3.1.2. Decision Tree

A decision tree is a supervised machine learning technique that can be used to solve problems in classification and regression. A decision tree is nothing more than a set of consecutive decisions that lead to a certain outcome. We can see the diagrammatic illustration of the decision tree model technique in Figure 3 that is, the supervised technique of machine learning, and used later in the methodology for pretention of the risk. The features/attributes and conditions can change depending on the data and the problem’s complexity, but the core concept remains the same. A decision tree, thus, generates a sequence of judgments based on a set of features/attributes present in the data.

3.1.3. Naïve Bayes

The naïve Bayes classifier ignores probable input dependencies (correlations). That is, for a given class variable, all feature variables are conditionally independent of one another. After the class probability estimation, the final decision regarding a class is made [23]. Naïve Bayes classifiers, which are based on the well-known Bayes’ probability theorem, are known for producing simplistic yet effective models, particularly in the domains of document classification and risk prediction. The Bayes theorem underpins the probabilistic model of naïve Bayes classifiers, and the adjective naïve refers to the assumption that the characteristics in a data set are mutually independent. Naïve Bayes classifiers are utilized in a variety of domains because they are generally robust, straightforward to implement, rapid, and accurate. Some instances include disease diagnosis and treatment decisions, classification of RNA sequences in taxonomic investigations, spam filtering in e-mail clients, and many others. The illustration of this technique is shown in Figure 4.

3.1.4. KNN

It is a nonparametric classifier that makes predictions without establishing a model by using a distance measure. The class labels and feature vectors of training samples are stored during the KNN training stage. For the testing stage, the distance between the new vector and all previously stored vectors is calculated, and the K closest samples are chosen. The class label is then assigned based on most of the k-nearest neighbors’ classes [23].

“The K-NN method assumes that the new case/data and existing cases are similar and places the new case in the category that is most like the existing categories. The K-NN algorithm saves all existing data and classifies fresh data points according to their similarity. This means that new data can be quickly sorted into a well-defined category using the K-NN method. The K-NN approach can be used for both regression and classification, but it is more commonly utilized for classification tasks. The K-NN algorithm is a nonparametric algorithm, which means it makes no assumptions about the underlying data. It’s also known as a lazy learner algorithm since it doesn’t learn from the training set right away; instead, it saves the data set and executes an action on it when it comes to classify it.

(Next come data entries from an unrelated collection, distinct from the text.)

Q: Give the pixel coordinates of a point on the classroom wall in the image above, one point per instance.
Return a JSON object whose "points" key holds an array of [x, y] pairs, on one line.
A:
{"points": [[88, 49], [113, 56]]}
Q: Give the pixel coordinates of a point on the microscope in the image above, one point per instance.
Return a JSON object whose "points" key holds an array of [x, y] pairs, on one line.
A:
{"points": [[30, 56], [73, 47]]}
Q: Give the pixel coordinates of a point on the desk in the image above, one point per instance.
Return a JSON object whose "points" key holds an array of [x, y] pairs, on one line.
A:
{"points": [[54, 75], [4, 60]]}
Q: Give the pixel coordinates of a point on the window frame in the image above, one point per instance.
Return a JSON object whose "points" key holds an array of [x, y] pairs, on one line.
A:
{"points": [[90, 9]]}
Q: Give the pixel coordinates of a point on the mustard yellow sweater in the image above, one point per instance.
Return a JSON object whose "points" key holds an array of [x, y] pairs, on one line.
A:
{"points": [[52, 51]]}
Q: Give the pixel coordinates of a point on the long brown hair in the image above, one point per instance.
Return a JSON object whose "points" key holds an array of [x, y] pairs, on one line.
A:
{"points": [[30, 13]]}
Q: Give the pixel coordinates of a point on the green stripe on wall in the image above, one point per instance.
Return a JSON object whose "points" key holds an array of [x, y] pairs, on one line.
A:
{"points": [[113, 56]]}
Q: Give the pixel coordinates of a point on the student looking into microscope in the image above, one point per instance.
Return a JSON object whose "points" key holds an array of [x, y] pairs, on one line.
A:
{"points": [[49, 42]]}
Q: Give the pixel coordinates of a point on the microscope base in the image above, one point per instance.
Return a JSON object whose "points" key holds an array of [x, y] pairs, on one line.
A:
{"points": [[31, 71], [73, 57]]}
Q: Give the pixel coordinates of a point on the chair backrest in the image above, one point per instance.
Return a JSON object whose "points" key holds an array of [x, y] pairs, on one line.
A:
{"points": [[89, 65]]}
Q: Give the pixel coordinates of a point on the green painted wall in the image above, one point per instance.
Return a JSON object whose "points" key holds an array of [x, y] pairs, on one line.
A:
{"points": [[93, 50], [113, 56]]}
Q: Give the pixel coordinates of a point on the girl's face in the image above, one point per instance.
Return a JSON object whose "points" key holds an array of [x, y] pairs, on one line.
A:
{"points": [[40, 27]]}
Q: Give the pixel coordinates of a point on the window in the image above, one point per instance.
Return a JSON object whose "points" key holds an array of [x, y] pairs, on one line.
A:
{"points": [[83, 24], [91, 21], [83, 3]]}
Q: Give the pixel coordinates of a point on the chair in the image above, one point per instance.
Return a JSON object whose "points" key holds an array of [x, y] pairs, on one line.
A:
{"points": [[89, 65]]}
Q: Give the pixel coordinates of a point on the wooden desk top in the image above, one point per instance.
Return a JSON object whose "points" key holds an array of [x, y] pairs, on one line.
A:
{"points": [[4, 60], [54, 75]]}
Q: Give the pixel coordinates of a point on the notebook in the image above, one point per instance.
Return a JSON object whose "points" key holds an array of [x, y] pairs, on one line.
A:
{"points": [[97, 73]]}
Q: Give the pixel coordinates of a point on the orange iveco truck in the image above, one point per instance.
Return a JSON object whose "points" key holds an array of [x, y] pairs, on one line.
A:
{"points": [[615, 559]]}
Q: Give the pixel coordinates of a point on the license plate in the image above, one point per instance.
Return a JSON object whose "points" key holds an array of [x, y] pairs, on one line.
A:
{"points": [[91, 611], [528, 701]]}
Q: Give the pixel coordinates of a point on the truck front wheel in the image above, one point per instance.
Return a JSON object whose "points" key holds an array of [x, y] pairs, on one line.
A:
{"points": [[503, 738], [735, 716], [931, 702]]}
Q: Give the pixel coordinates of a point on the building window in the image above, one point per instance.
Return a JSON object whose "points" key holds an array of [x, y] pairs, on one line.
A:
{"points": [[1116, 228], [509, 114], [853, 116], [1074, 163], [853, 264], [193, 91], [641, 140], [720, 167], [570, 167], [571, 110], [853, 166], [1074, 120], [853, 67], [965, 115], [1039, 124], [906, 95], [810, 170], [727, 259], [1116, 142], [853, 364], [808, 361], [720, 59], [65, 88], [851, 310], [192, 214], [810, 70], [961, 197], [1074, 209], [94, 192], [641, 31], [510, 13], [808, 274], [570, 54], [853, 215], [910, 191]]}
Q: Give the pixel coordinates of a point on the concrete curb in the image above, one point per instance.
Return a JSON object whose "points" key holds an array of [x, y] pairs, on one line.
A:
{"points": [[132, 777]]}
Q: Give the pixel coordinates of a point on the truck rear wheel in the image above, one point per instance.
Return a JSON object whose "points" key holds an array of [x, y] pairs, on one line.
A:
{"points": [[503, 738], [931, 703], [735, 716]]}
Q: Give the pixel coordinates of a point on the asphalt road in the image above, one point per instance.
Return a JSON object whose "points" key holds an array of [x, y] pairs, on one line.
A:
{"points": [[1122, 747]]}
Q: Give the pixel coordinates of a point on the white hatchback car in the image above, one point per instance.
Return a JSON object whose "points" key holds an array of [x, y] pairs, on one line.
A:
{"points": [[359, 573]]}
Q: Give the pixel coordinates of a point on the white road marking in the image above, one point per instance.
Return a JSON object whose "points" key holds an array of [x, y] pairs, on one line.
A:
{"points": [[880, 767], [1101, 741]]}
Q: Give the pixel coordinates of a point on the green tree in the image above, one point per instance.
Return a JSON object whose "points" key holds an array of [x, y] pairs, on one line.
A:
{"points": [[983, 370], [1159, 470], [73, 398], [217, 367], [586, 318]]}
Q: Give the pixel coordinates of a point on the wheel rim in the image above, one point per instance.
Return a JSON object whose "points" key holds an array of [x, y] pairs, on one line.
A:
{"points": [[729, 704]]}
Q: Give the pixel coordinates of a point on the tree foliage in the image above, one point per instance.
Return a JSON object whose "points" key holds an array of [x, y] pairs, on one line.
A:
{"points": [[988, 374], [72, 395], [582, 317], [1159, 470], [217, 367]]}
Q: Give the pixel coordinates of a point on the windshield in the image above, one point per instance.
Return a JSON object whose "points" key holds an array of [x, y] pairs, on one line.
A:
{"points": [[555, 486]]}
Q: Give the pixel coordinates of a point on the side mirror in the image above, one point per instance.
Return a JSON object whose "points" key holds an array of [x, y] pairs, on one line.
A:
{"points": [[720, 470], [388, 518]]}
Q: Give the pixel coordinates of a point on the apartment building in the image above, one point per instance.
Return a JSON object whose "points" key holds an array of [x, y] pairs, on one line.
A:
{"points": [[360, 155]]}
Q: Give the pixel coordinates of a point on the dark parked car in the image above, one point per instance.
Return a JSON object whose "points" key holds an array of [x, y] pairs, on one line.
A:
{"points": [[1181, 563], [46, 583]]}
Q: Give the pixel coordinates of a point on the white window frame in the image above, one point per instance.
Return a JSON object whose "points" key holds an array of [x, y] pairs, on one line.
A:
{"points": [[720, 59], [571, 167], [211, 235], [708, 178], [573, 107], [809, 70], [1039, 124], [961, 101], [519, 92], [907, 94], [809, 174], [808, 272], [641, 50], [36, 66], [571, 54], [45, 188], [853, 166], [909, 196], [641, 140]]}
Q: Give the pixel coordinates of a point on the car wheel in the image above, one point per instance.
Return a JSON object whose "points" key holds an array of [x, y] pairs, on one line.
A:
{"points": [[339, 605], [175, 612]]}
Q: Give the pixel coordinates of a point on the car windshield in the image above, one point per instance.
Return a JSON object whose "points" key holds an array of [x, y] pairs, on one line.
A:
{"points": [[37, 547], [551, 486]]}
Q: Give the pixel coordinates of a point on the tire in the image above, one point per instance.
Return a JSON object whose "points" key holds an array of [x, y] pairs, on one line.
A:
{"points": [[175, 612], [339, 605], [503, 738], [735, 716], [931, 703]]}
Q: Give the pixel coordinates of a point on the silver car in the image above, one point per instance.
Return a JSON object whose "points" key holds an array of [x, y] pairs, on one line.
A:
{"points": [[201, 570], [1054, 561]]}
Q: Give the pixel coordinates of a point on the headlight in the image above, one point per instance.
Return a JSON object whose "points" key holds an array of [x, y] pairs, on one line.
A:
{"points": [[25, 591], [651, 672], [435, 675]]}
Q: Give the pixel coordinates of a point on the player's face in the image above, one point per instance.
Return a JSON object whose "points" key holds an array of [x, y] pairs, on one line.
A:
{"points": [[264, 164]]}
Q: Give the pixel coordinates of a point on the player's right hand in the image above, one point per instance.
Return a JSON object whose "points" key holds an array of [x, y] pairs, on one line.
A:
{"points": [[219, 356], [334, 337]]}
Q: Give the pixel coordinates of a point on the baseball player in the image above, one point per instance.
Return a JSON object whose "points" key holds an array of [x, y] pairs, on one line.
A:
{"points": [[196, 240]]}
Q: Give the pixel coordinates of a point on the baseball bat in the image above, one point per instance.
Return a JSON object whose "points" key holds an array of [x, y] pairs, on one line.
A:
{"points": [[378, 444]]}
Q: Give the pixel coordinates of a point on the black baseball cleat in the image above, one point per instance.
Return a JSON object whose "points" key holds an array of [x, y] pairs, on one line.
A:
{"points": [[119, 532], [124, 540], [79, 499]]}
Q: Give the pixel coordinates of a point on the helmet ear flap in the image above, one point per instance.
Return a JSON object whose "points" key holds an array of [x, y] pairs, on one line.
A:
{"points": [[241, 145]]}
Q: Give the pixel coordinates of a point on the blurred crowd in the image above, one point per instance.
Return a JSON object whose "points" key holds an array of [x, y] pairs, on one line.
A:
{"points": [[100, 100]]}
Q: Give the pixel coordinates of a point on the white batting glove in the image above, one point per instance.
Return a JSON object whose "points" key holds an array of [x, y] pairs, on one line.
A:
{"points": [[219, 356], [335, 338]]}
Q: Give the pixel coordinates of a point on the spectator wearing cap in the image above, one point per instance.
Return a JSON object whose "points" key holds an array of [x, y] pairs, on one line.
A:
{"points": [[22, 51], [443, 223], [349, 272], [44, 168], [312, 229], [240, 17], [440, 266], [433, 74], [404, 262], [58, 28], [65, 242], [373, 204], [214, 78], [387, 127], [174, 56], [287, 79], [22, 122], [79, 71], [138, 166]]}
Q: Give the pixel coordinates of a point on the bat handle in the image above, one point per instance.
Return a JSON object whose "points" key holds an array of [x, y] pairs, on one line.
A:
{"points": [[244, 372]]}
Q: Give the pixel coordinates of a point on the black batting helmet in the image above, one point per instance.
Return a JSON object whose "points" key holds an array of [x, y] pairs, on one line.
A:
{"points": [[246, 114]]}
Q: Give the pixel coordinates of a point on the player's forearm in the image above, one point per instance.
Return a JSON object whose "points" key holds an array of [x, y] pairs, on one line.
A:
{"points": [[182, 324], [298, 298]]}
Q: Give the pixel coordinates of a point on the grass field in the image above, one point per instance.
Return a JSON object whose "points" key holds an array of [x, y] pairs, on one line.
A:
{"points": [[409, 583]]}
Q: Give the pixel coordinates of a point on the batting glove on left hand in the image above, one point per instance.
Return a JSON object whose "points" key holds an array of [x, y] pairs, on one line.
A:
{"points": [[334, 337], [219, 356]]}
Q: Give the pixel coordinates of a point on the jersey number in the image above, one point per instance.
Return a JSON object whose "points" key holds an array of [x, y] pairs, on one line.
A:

The KNN method simply stores the data set during the training phase, and when it receives new data, it classifies it into a category that is quite like the new data.” It is illustrated in Figure 5.

3.2. Advantages of the Classifiers Using an ML Technique

Each type of classifier used as an ML technique can be evaluated as having some advantages and disadvantages to be used as a future predictor; for example, ANN has the advantages of user friendly and easy to be used for implementation of the results. The big advantage of the ANN is to develop simple and user friendly algorithm based on machine learning, which will provide effective solution in comparison with traditional estimation techniques. In short, we can say that ANN is versatile and is used for different applications and problem solutions. It is a versatile classifier [24]. It can be used for many applications and problems. However, besides the advantages, ANN also has some disadvantages; for example, it will get slower with a huge data that is ready for training [25]. In addition to the above advantages of the technique of the naïve Bayes classifier, we need small amount of training data, which will be converted into proper classification that can be easily implemented with a high recognition rate [26].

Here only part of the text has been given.